IMPALA-9425 (part 1): Introduce uuids for impalads

This patch introduces the concept of 'backend ids', which are unique
ids that can be used to identify individual impalads. The ids are
generated by each impalad on startup.

The patch then uses the ids to fix a bug where the statestore may fail
to inform coordinators when an executor has failed and restarted.

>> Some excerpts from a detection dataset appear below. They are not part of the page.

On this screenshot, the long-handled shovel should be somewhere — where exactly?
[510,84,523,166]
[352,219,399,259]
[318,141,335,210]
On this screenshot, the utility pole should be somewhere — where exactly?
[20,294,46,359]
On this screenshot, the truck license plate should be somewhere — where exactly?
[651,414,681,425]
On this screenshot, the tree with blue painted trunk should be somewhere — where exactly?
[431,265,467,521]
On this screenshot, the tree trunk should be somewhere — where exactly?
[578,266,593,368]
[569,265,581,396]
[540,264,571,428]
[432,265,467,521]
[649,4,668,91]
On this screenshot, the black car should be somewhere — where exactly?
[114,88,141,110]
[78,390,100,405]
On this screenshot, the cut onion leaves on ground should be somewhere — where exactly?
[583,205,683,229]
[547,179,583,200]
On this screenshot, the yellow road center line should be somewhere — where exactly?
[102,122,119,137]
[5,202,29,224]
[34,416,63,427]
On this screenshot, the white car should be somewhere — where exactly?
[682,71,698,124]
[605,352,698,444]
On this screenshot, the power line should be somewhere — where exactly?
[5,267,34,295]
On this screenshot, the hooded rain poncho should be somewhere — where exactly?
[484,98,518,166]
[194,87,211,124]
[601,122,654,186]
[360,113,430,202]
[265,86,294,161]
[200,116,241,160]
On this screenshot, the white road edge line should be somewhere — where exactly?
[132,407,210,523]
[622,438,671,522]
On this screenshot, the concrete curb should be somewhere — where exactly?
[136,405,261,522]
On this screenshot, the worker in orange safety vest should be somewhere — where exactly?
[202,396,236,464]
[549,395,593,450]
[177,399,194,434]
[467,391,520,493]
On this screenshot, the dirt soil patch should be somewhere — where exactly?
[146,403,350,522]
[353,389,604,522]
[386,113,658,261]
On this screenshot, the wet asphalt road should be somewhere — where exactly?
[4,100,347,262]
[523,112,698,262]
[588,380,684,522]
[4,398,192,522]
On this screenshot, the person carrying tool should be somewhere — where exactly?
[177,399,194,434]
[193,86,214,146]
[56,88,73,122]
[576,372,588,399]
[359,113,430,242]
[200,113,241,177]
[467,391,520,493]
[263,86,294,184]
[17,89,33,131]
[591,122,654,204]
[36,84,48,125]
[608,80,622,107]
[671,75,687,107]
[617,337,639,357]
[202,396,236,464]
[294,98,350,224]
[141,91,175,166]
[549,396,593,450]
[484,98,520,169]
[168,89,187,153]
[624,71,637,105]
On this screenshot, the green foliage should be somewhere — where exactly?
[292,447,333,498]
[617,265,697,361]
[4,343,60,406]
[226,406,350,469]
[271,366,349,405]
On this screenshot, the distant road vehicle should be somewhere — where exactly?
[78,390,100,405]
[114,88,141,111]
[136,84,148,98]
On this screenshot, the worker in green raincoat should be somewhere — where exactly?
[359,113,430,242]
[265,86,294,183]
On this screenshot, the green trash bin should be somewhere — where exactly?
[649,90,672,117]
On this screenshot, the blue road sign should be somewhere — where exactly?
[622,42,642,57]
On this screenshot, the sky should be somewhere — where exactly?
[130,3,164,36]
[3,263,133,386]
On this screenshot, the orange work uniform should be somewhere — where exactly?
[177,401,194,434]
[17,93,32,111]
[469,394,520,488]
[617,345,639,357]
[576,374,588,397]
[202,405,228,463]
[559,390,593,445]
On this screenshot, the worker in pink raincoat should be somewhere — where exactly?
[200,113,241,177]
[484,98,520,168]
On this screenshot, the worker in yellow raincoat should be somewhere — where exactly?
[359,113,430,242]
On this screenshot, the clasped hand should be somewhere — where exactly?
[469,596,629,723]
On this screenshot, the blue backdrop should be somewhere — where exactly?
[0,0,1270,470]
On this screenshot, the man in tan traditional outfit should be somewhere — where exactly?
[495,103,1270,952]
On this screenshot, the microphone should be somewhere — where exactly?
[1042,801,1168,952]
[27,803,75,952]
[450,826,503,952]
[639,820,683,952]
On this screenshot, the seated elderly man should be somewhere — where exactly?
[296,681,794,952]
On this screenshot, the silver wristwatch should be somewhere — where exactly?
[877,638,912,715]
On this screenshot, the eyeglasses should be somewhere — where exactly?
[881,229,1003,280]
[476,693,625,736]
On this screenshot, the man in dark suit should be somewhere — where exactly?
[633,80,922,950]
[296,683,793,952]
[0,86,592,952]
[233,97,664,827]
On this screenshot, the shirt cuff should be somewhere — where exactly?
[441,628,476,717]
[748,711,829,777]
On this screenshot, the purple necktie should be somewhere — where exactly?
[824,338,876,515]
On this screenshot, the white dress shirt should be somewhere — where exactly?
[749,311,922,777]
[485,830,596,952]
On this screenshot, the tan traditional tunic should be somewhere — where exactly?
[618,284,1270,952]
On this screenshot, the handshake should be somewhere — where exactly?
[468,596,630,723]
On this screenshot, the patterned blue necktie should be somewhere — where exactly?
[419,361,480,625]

The
bug was caused by the fact that the statestore cluster membership
topic was keyed on statestore subscriber ids, which are host:port
pairs.

So, if an impalad fails and a new one is started at the same host:port
before a particular coordinator has a cluster membership update
generated for it by the statestore, the statestore has no way of
differentiating the prior impalad from the newly started impalad, and
the topic update will not show the deletion of the original impalad.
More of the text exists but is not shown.